Chapter 9 explores what the transregional system excluded. Algerian novelist al-Tahir Wattar’s novel al-Lāz (The Ace, 1974) was rejected by Mashreq publishers in the 1970s for its purported denigration of the Algerian War of Independence. Refusing the elevation of the war to a sacred origin in Algerian state nationalism, Ace also broke transregional literature’s taboos. In this corpus, Algeria’s revolution is a quasi-mythic zone of noble deeds, honorable men, and utile language. Transregionalism evacuates moral and political ambiguity to secure the war as the ground from which it can narrate the emotional unities of Arab collectives. Ace’s deconstruction of the war as national, founding myth had a domestic target: to unmask what historian Benjamin Stora called the Algerian state’s “faceless” revolution and repopulate the war’s memory with living, disagreeing Algerians.
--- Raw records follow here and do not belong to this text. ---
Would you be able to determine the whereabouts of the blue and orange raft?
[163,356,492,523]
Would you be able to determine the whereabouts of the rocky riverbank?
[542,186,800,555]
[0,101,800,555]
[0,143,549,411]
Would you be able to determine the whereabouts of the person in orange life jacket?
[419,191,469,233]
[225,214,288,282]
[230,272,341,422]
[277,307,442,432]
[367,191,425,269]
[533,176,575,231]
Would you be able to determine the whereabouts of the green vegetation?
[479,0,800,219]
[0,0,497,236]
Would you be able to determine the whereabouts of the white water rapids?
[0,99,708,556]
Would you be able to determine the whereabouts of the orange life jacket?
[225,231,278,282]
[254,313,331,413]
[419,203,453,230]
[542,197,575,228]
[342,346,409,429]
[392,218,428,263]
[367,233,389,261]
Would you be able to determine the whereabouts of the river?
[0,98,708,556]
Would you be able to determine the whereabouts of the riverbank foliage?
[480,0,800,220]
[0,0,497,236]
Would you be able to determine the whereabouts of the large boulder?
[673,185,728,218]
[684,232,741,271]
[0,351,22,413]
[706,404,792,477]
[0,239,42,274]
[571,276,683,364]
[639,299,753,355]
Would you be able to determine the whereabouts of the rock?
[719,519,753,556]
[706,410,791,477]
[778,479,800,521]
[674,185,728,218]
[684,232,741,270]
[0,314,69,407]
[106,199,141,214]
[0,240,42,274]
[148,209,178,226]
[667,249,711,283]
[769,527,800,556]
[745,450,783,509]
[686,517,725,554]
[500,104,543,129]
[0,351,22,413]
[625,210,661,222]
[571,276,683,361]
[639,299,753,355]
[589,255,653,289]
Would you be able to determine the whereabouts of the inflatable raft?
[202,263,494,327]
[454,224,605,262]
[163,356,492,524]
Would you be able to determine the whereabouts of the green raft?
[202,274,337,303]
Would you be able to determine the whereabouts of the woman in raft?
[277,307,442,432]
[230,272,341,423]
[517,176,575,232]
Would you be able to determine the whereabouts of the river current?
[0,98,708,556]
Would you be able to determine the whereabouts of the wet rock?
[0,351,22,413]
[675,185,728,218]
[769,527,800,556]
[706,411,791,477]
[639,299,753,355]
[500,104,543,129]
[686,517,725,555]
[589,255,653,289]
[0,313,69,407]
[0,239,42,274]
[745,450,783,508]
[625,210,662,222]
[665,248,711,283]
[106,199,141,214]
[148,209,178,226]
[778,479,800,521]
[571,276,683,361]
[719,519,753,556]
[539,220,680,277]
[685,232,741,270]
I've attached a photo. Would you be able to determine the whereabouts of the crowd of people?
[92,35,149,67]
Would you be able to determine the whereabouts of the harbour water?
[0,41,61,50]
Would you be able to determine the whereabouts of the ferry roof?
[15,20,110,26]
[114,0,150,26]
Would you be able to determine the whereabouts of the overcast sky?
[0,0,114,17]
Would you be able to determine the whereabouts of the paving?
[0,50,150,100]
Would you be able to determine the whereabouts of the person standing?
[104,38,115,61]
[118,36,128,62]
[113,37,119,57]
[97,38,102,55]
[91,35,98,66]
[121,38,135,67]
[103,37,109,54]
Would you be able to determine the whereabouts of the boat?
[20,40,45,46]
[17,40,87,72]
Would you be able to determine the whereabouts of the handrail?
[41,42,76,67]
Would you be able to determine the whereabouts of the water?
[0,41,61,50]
Yet this account of the war also rendered Ace disruptive to transregional circuits and unlikely, in the eyes of publishers, to find a reading market. Wattar’s undisputed prominence in Algerian literature thus contrasts with his marginality in the corpus of transregional Arabic literature and Arabic literary studies. Transgressing the conventions transregional literature erected around Algeria, Ace figures an interpretive sensibility to come, merging thought and emotion to explore new imaginaries of emancipation.